An URN contains 4 red and 6 green balls another URN contains 2 red and...
Problem Statement:
An URN contains 4 red and 6 green balls another URN contains 2 red and 5 green balls and URN was selected at random and then a ball was drawn from it if it was found to be Red then the probability that it has been drawn from the first URN is?
Solution:
Step 1: Understand the problem
The problem describes a situation where two URNs contain different numbers of red and green balls. One URN contains 4 red and 6 green balls, while the other URN contains 2 red and 5 green balls. A ball is drawn at random from one of the URNs, and it is found to be red. We need to find the probability that this ball was drawn from the first URN.
Step 2: Define the Events
Let us define the following events:
- Event R1: A ball is drawn from the first URN.
- Event R2: A ball is drawn from the second URN.

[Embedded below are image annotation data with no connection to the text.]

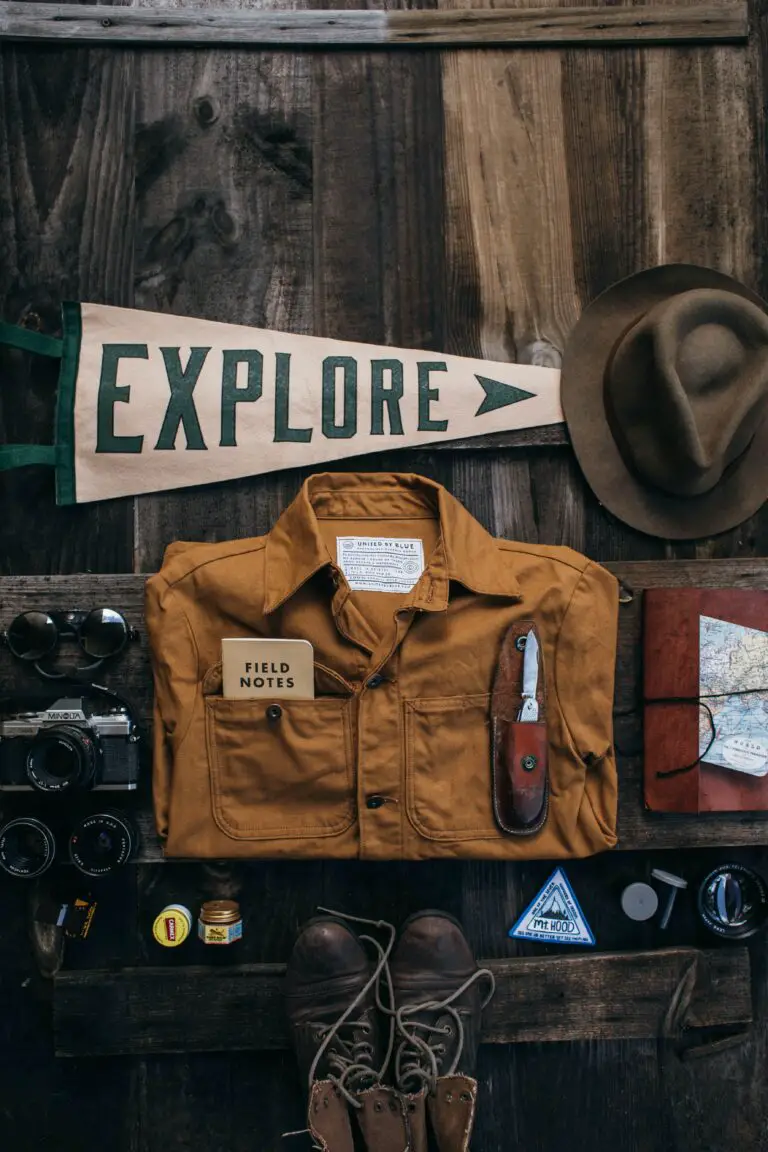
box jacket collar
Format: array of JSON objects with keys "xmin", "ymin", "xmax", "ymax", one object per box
[{"xmin": 265, "ymin": 472, "xmax": 520, "ymax": 613}]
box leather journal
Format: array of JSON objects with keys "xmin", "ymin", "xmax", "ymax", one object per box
[{"xmin": 644, "ymin": 588, "xmax": 768, "ymax": 814}]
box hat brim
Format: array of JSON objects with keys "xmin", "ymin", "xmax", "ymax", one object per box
[{"xmin": 561, "ymin": 264, "xmax": 768, "ymax": 540}]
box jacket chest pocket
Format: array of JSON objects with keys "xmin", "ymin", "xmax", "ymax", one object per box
[
  {"xmin": 404, "ymin": 692, "xmax": 500, "ymax": 840},
  {"xmin": 205, "ymin": 696, "xmax": 355, "ymax": 840}
]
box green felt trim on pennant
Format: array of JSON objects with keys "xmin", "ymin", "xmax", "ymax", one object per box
[
  {"xmin": 0, "ymin": 444, "xmax": 58, "ymax": 472},
  {"xmin": 55, "ymin": 301, "xmax": 83, "ymax": 505},
  {"xmin": 0, "ymin": 321, "xmax": 62, "ymax": 359},
  {"xmin": 0, "ymin": 321, "xmax": 62, "ymax": 472}
]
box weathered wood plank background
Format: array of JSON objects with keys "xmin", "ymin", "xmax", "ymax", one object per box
[{"xmin": 0, "ymin": 0, "xmax": 768, "ymax": 1152}]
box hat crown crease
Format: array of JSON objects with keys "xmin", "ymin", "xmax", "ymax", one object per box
[{"xmin": 608, "ymin": 289, "xmax": 768, "ymax": 497}]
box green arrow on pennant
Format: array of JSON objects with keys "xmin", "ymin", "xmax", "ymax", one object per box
[{"xmin": 474, "ymin": 376, "xmax": 535, "ymax": 416}]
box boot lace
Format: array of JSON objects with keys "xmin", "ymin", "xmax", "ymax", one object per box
[
  {"xmin": 395, "ymin": 968, "xmax": 496, "ymax": 1092},
  {"xmin": 309, "ymin": 908, "xmax": 395, "ymax": 1108}
]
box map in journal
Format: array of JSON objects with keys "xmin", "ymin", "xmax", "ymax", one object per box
[{"xmin": 699, "ymin": 616, "xmax": 768, "ymax": 776}]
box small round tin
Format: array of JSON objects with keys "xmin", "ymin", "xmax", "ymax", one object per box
[
  {"xmin": 152, "ymin": 904, "xmax": 192, "ymax": 948},
  {"xmin": 698, "ymin": 864, "xmax": 768, "ymax": 940},
  {"xmin": 197, "ymin": 900, "xmax": 243, "ymax": 945}
]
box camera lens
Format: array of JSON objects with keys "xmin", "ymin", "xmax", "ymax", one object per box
[
  {"xmin": 7, "ymin": 612, "xmax": 59, "ymax": 660},
  {"xmin": 79, "ymin": 608, "xmax": 128, "ymax": 660},
  {"xmin": 0, "ymin": 817, "xmax": 56, "ymax": 879},
  {"xmin": 26, "ymin": 727, "xmax": 98, "ymax": 793},
  {"xmin": 69, "ymin": 812, "xmax": 138, "ymax": 876}
]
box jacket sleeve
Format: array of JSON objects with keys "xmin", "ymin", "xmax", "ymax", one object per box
[
  {"xmin": 555, "ymin": 563, "xmax": 618, "ymax": 765},
  {"xmin": 145, "ymin": 574, "xmax": 200, "ymax": 839}
]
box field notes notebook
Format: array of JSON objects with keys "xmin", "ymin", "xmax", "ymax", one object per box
[
  {"xmin": 644, "ymin": 589, "xmax": 768, "ymax": 813},
  {"xmin": 221, "ymin": 639, "xmax": 314, "ymax": 700}
]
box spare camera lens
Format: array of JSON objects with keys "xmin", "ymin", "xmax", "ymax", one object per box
[
  {"xmin": 79, "ymin": 608, "xmax": 128, "ymax": 660},
  {"xmin": 6, "ymin": 612, "xmax": 59, "ymax": 660},
  {"xmin": 26, "ymin": 726, "xmax": 98, "ymax": 793},
  {"xmin": 69, "ymin": 812, "xmax": 138, "ymax": 876},
  {"xmin": 0, "ymin": 816, "xmax": 56, "ymax": 880},
  {"xmin": 699, "ymin": 864, "xmax": 768, "ymax": 940}
]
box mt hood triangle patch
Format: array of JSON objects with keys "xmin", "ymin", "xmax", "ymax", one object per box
[{"xmin": 509, "ymin": 867, "xmax": 594, "ymax": 947}]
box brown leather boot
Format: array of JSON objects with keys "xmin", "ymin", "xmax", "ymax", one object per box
[
  {"xmin": 286, "ymin": 916, "xmax": 408, "ymax": 1152},
  {"xmin": 391, "ymin": 911, "xmax": 494, "ymax": 1152}
]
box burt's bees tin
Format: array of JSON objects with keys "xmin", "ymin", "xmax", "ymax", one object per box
[
  {"xmin": 197, "ymin": 900, "xmax": 243, "ymax": 943},
  {"xmin": 152, "ymin": 904, "xmax": 192, "ymax": 948}
]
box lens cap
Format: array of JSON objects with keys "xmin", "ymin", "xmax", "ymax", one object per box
[
  {"xmin": 698, "ymin": 864, "xmax": 768, "ymax": 940},
  {"xmin": 69, "ymin": 812, "xmax": 138, "ymax": 876}
]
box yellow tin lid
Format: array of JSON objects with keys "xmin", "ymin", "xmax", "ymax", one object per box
[{"xmin": 152, "ymin": 904, "xmax": 192, "ymax": 948}]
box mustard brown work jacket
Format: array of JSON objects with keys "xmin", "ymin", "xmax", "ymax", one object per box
[{"xmin": 146, "ymin": 473, "xmax": 618, "ymax": 859}]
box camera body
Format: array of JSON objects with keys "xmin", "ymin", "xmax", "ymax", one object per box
[{"xmin": 0, "ymin": 696, "xmax": 139, "ymax": 794}]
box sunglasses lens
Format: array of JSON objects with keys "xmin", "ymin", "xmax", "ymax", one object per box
[
  {"xmin": 79, "ymin": 608, "xmax": 128, "ymax": 660},
  {"xmin": 8, "ymin": 612, "xmax": 58, "ymax": 660}
]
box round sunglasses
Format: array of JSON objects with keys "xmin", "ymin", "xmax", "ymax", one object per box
[{"xmin": 2, "ymin": 608, "xmax": 138, "ymax": 676}]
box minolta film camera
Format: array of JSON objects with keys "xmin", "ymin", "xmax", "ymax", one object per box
[{"xmin": 0, "ymin": 696, "xmax": 139, "ymax": 794}]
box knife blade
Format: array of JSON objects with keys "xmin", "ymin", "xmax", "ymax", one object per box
[{"xmin": 517, "ymin": 631, "xmax": 539, "ymax": 723}]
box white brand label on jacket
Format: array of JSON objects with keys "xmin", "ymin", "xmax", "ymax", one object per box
[{"xmin": 336, "ymin": 536, "xmax": 424, "ymax": 592}]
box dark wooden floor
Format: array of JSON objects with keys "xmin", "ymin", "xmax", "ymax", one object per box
[{"xmin": 0, "ymin": 5, "xmax": 768, "ymax": 1152}]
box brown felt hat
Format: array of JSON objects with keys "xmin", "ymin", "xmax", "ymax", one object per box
[{"xmin": 562, "ymin": 264, "xmax": 768, "ymax": 540}]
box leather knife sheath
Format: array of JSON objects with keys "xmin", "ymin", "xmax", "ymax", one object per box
[{"xmin": 491, "ymin": 620, "xmax": 549, "ymax": 836}]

- Event Red: A red ball is drawn.
Step 3: Find the Probability
We need to find P(R1|Red), the probability that a ball was drawn from the first URN given that a red ball was drawn. We can use Bayes' theorem to find this probability:
P(R1|Red) = P(R1 and Red) / P(Red)
We can calculate the numerator and denominator as follows:
- P(R1 and Red) = P(Red|R1) * P(R1) = (4/10) * (1/2) = 2/10
- P(Red) = P(Red|R1) * P(R1) + P(Red|R2) * P(R2) = (4/10) * (1/2) + (2/7) * (1/2) = 29/70
Therefore, the probability that the ball was drawn from the first URN given that a red ball was drawn is:
P(R1|Red) = (2/10) / (29/70) = 4/29 = 0.138 = 13.8%
Step 4: Interpretation
The probability that the ball was drawn from the first URN given that a red ball was drawn is 13.8%. This means that if we repeat this experiment many times, and we draw a red ball each time, then about 13.8% of the time we would have drawn the ball from the first URN. The remaining 86.2% of the time we would have drawn the ball from the second URN.